In the series “how expats experience the Greek crisis”, KTG received another personal expat story. The story is written by somebody who built up an existence here and decided to go away, unable to survive the economic crisis. Somebody who still asks herself  three years later, whether “leaving was really the right thing to do.”

Below the story by Anke

“I remember that speech by Papandreou*… I understood what was happening, but could not fathom the dimensions of it. At the time, my business had just gone belly up, I was already packed and waiting to leave, while living with friends.

I am an Austrian citizen, who grew up in the USA, and came to Greece as a tourist in ’86. Like many, I fell in love with the country and quickly figured out a way to live there. I should have been going to college, but I felt that I could survive just as well, and I did very well, up until early 2010. I had always been self-employed, either in the professional sailing industry, or in the food service industry.

I created a life and a family and made many friends.

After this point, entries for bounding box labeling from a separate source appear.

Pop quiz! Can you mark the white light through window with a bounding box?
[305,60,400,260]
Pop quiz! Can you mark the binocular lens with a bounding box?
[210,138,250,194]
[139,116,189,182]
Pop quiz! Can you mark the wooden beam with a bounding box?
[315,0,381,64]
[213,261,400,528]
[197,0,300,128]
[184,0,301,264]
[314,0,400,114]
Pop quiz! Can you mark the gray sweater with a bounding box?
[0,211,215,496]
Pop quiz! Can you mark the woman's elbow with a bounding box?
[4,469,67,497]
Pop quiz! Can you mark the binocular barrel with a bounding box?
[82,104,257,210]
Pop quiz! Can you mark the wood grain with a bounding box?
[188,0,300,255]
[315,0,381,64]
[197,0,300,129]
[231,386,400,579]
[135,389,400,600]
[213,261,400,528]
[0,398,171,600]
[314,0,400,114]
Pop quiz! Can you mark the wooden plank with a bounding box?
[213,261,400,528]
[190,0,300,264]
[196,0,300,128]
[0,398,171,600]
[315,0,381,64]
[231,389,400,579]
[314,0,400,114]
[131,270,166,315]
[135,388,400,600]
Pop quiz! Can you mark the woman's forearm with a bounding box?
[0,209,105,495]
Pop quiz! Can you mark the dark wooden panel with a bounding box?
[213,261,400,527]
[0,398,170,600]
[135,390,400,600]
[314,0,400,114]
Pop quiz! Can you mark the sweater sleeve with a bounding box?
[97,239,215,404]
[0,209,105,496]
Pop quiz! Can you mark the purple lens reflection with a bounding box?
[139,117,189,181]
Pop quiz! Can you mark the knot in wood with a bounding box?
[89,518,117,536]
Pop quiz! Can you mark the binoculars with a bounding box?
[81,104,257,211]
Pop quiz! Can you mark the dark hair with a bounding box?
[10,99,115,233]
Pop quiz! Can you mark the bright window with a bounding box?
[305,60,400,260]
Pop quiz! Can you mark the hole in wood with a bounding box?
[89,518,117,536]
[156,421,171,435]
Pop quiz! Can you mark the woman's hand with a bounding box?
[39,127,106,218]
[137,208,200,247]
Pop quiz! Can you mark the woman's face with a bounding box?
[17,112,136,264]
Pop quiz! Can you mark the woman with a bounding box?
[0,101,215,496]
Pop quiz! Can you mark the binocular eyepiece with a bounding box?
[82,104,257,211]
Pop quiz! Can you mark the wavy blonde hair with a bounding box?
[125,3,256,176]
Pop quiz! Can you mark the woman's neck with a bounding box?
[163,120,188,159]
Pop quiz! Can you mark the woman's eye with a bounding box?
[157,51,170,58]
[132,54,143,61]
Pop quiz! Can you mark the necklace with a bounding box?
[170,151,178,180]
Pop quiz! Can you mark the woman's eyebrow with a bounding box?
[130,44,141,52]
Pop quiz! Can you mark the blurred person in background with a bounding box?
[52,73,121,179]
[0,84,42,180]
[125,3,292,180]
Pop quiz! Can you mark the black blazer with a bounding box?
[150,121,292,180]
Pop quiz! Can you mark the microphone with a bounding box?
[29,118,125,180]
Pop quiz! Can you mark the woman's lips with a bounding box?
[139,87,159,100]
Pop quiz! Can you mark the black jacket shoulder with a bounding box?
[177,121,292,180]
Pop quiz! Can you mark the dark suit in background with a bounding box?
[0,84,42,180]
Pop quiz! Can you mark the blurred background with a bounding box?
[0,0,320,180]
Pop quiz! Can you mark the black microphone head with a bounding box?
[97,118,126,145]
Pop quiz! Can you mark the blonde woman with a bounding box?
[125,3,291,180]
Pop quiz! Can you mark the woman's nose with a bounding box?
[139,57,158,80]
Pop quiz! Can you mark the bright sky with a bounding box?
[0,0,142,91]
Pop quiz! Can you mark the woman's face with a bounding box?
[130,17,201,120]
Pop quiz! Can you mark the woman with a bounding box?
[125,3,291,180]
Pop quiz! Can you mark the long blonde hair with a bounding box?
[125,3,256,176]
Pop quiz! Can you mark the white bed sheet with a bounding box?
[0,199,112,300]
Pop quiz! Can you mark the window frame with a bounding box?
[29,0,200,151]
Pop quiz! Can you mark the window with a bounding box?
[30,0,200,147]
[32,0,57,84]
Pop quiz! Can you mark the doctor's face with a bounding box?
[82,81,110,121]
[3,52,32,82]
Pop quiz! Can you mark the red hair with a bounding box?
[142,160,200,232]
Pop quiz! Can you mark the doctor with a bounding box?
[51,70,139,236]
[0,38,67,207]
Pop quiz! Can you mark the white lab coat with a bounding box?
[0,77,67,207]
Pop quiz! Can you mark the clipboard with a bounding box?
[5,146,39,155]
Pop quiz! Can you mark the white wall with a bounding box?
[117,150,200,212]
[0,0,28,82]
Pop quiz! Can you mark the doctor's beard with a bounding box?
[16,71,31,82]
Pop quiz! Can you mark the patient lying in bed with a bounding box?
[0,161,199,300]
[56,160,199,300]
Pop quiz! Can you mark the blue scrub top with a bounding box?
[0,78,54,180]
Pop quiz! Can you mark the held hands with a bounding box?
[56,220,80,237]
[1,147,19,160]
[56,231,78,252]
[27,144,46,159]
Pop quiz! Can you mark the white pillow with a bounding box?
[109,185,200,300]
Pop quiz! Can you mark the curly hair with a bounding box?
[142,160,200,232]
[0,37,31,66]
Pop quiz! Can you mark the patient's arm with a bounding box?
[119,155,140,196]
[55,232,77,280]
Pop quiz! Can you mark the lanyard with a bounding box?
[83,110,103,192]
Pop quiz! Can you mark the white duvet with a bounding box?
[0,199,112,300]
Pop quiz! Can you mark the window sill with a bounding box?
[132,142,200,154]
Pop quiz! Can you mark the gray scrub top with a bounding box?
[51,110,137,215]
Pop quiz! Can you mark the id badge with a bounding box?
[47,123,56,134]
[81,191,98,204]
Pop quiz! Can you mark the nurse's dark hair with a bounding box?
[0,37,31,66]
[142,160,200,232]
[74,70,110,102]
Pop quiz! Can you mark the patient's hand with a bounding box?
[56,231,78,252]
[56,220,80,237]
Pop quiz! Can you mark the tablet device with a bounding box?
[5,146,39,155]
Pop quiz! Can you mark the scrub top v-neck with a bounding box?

I learned the language and the culture and truly felt blessed and lucky to be able to live there. In 2006 I divorced my first husband and decided to invest everything I had into a small restaurant. At the end of 2009 I felt that the business had finally caught on, and I would soon be in the “green”. I had also found an old friend of mine from the USA. We fell in love and decided that he would come to join me in Greece and help me running my shop. He gave notice at his job and put his house on the market to sell.

The crisis hit in February 2010. Slowly business around me started to close one after the other. My work came to a total stand still. It was like the population was waiting for a bomb to fall and everything was quiet. I owned no land, nor did I have any savings, so I couldn’t hold on for long. I realized I couldn’t allow him to leave his job and house to come to sheer uncertainty and financial pain and I needed to support my child.

I tried to sell my business, but of course it was impossible. I sold everything I had piece by piece and made just enough money to pay off my debts to the state (taxes and insurance), a plane ticket, and fund a small container with my remaining personal items to the USA.

Now I also know what all those Greeks all over the world feel like… the ones who dream of going back one day.”

* then PM George Papandreou addressed the nation on 23. April 2010 announcing that Greece had to seek the rescue by the International Monetary Fund.